I found speech therapy and becoming a part of the stammering community helped me greatly in understanding and accepting my stammer, so that I can live well with it. I used to feel very alone but when I started connecting with other stammerers, I realised how similar our emotions were towards stammering and working through it together was very empowering for me. I used to think my stammering held me back, but I realised later on that I was holding myself back.
Stammering is not a “problem” that you overcome, it’s just one part of who I am. It took me a long time to accept stammering, rather than fighting it, but I have learnt more about myself through the struggle. There are some people whose stammer passes over time, but generally it’s about trying to live well with it.
8. What do you aspire to in the future?
I’m an Arab American and in the US Declaration of Independence there is a famous phrase which states that every individual is entitled to “life, liberty and the pursuit of happiness.” Life is what you make it, and I strive to continuously be a better version of myself in all aspects of my life whether professionally, personally or spiritually. In terms of my work with STAMMA, I aspire to help more people and raise more awareness, as this is something I wish I had available to me when I was growing up.
9. What advice would you give to people who suffer from intolerance in society for their differences? And how can they overcome that?
I would say reach out to people within your community with shared experiences. In the case of stammering, meet other people who stammer, try speech therapy, ands attend stammering events as all of this gives you a different perspective on it and help you become more empowered, especially. Discovering that you are not alone in this can really make a difference.
I experience intolerance on a daily basis, the most basic example is when I’m ordering my coffee. I take my time with saying my order, and the baristas are always trying to rush me or putting words into my mouth when I just need a few more seconds to say what I want. This has resulted in me so many times ordering something I didn’t even want just because it was easier for me to say.

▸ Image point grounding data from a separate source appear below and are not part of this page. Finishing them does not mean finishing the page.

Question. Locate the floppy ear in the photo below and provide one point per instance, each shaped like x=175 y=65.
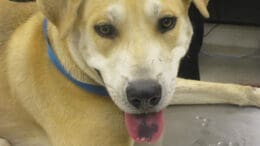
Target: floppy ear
x=202 y=7
x=62 y=13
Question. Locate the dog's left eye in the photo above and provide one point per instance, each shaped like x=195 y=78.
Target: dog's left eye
x=106 y=30
x=166 y=24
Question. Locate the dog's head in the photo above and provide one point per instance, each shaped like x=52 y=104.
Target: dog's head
x=136 y=45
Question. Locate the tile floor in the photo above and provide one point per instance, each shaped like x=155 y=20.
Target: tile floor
x=229 y=54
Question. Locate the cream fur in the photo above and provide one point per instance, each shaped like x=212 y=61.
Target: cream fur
x=39 y=106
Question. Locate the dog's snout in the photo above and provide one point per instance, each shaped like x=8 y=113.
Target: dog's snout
x=144 y=94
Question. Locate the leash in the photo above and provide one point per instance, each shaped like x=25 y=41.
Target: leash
x=99 y=90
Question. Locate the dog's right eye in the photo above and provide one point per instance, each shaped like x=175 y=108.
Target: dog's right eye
x=166 y=24
x=106 y=30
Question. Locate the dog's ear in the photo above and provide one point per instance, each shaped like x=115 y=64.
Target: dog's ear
x=202 y=7
x=62 y=13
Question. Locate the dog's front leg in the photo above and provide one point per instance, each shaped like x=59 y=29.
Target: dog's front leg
x=199 y=92
x=4 y=142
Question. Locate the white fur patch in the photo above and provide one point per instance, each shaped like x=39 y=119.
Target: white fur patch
x=116 y=12
x=152 y=8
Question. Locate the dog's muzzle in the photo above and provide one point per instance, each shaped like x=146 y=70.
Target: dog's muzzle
x=144 y=94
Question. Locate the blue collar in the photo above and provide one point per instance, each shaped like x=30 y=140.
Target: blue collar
x=99 y=90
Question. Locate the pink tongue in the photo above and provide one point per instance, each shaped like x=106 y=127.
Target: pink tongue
x=145 y=127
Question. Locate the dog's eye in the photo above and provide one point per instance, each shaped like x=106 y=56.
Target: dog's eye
x=106 y=30
x=166 y=24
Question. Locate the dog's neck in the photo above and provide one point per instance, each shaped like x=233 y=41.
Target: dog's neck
x=61 y=58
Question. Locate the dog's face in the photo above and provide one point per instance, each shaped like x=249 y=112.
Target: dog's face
x=132 y=47
x=132 y=44
x=134 y=41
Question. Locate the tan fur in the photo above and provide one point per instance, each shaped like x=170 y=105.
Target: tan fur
x=38 y=105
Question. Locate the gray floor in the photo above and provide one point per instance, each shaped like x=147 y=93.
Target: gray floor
x=229 y=54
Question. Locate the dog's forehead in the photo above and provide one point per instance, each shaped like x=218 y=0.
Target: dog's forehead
x=152 y=7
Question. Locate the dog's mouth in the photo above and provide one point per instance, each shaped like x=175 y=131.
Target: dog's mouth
x=145 y=127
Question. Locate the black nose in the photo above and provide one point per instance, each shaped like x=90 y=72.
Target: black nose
x=144 y=94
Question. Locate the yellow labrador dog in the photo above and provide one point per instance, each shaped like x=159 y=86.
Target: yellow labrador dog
x=62 y=66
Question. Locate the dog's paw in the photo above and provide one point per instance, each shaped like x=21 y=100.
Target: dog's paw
x=4 y=142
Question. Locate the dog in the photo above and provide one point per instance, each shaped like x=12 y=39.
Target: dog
x=91 y=72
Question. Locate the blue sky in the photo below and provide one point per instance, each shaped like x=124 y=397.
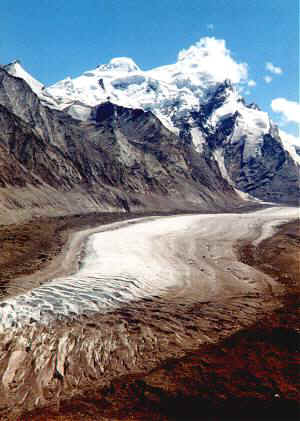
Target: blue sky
x=59 y=38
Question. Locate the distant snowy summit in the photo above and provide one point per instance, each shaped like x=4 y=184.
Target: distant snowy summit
x=199 y=99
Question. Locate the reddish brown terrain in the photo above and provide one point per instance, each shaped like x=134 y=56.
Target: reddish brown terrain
x=250 y=376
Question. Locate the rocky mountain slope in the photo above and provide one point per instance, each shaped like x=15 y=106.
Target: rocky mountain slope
x=121 y=159
x=251 y=153
x=119 y=137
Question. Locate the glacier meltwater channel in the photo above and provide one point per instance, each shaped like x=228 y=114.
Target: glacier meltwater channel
x=144 y=292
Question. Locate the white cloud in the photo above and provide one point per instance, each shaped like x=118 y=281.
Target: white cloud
x=214 y=61
x=273 y=69
x=268 y=79
x=290 y=110
x=293 y=140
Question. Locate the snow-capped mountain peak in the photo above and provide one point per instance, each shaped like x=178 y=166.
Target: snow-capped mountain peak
x=121 y=64
x=16 y=69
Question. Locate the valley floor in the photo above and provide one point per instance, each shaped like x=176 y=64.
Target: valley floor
x=248 y=376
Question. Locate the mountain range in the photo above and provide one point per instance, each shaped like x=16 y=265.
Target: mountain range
x=117 y=137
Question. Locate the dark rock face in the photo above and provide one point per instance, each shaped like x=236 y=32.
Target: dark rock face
x=122 y=159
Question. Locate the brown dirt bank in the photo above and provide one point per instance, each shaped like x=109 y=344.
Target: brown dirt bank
x=249 y=376
x=33 y=246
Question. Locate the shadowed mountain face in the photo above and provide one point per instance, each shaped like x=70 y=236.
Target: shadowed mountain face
x=122 y=159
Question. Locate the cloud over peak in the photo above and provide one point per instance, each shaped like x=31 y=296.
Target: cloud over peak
x=290 y=110
x=268 y=79
x=273 y=69
x=214 y=60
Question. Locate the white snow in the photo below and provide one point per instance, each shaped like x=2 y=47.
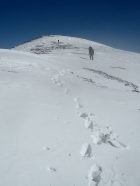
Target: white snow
x=56 y=103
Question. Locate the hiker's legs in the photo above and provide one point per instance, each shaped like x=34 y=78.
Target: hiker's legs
x=90 y=57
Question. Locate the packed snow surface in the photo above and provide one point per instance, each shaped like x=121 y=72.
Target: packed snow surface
x=67 y=120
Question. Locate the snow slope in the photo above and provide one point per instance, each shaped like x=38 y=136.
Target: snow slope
x=66 y=120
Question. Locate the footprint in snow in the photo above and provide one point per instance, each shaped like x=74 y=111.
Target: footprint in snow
x=100 y=138
x=86 y=151
x=94 y=175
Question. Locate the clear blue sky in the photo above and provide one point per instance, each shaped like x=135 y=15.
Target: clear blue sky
x=115 y=23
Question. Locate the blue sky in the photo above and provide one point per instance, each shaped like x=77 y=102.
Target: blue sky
x=115 y=23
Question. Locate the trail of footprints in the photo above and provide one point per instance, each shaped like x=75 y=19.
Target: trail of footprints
x=100 y=135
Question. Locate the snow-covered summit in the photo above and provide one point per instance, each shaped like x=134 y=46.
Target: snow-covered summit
x=66 y=120
x=46 y=44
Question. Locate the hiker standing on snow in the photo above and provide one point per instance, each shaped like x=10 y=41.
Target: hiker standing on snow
x=91 y=52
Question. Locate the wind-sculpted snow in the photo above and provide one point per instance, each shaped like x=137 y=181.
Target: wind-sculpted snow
x=126 y=83
x=66 y=120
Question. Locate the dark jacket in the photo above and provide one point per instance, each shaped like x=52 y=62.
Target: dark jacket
x=91 y=51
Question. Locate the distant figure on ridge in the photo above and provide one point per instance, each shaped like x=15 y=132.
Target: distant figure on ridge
x=91 y=52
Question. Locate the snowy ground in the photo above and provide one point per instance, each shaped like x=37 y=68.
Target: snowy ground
x=66 y=120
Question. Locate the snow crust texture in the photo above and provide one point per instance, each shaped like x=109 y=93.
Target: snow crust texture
x=67 y=120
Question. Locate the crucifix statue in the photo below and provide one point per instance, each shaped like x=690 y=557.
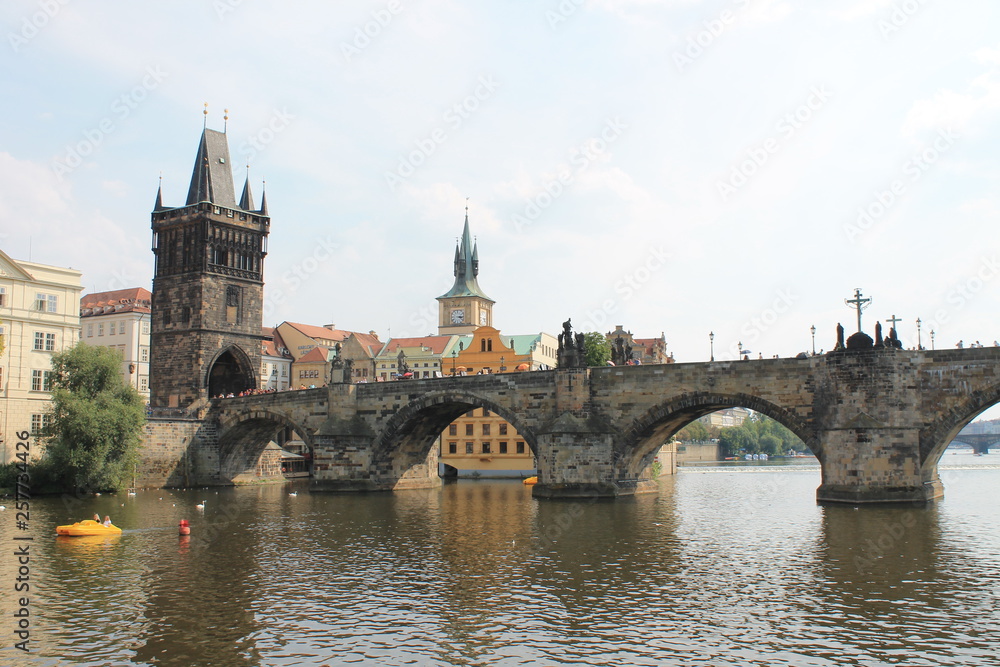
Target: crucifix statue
x=859 y=303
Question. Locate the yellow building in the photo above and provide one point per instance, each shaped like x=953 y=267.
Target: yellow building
x=481 y=443
x=39 y=316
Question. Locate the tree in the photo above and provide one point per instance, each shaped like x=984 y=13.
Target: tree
x=94 y=437
x=694 y=432
x=597 y=349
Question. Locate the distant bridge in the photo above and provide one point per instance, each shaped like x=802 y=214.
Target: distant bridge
x=979 y=441
x=878 y=421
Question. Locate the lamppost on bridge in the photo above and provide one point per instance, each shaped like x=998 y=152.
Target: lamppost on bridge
x=892 y=323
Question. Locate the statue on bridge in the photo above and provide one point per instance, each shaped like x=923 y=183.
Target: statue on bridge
x=571 y=352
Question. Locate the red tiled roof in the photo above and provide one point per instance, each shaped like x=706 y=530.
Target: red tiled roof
x=369 y=343
x=133 y=299
x=435 y=343
x=320 y=332
x=318 y=353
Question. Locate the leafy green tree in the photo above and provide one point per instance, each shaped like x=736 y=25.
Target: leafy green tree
x=94 y=437
x=696 y=431
x=597 y=349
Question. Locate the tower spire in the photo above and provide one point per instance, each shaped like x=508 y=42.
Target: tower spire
x=246 y=201
x=158 y=205
x=466 y=266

Something I learned in speech therapy is to own my stammer, my difference, and this in a sense removes the negative power it has over me in that moment when I am struggling to say something. Because I am no longer trying to hide my stammer, I am accepting that I am stammering in that moment. By informing the other person, they are now aware of what is happening and will usually react in a much more understanding way if I let them know that all I need is a bit more time to speak.
We, the editorial team of Arabisk London, wish you and the STAMMA Association all the best.